私にとっては、クリストファー・ウォーケンと並ぶ、外国人二大怪優の一人だ。
この人の出演している映画はほとんど観たつもりでいた。
が、観ていないものがあった。
知人に勧められ「告発」というDVDを観た。
かの有名な「アルカトラズ」という牢獄に関する映画である。
「アルカトラズからの脱出」というのはちょっとかっこいい映画だったが、この「告発」は全然違う。
そもそもアルカトラズには、軽犯罪で逮捕された人も含めて収監されていたようだ。
主人公のケビン・ベーコン演ずる受刑者は、わずか5ドルの盗難罪でアルカトラズに収監されてしまった。
その後、誰かの脱獄企図(脱獄は失敗)を手伝ったとして、3年間地下牢に閉じ込められ、真っ裸で日光も当らずまともな食糧も与えられず、時々殴る蹴るの暴行を加えられ、という獄中暴行死寸前の状態まで行って、3年後一般獄舎に移されたのもつかの間、ある囚人を食堂で殺害してしまったことから物語りは別の展開を始める。
色々あって遂にアルカトラズは閉鎖されることになるのだが、そのきっかけになった<実話>であるというところが、この映画のインパクトを強めている点だ。
2時間、目が釘付けになった。
結局、ケビン・ベーコン演ずる受刑者は、無罪を勝ち取りながら、殺人を犯した事実は否めず、そのため再びアルカトラズに戻り、恐らくゲイリー・オールドマン演ずる刑務所の副所長に再びいびられ、今度は全く容赦なくいびられ、結局地下牢で死体となって発見されるに及ぶ。

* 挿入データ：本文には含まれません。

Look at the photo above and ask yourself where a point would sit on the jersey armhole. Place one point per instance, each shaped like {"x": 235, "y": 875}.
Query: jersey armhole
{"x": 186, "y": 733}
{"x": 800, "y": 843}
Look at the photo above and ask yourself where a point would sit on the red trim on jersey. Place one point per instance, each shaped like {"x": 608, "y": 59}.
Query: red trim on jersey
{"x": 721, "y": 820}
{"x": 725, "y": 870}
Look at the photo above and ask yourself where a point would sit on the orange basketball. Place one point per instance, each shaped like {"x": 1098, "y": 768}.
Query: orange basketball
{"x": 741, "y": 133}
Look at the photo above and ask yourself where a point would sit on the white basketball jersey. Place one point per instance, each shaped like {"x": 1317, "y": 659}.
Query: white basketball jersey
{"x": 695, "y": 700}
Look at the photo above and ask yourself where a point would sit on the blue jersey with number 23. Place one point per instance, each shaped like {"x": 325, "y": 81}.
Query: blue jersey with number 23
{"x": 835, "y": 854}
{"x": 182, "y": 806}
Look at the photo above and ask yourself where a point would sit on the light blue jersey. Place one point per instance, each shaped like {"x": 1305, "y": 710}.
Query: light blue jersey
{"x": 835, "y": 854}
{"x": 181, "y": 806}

なんとも納得のいかない終わり方なのだが(そのシーンは出てこないが)、事実に基づいて作られた映画である以上、事実を歪曲してはいけないのであり、それは事実である以上、目をそむけられないことだ。
カエサルが言っているらしい。
「人間は自分の見たいと思う現実しか見ようとしない。」
しかし見たいと思わない現実の方がいかに多いことか・・・。
それを冷徹に見て、自分の目に焼きつけ、腹に落とし、咀嚼し、現実に立ち向かうというふうにしていかないと、本当の解決策は出てこないものだろうと思う。
そんなことを考えさせられる映画だった。
異常人格者を演じさせたらピカイチのゲイリー・オールドマン。
ゲイリー・オールドマンの怪演を超える重厚な映画だった。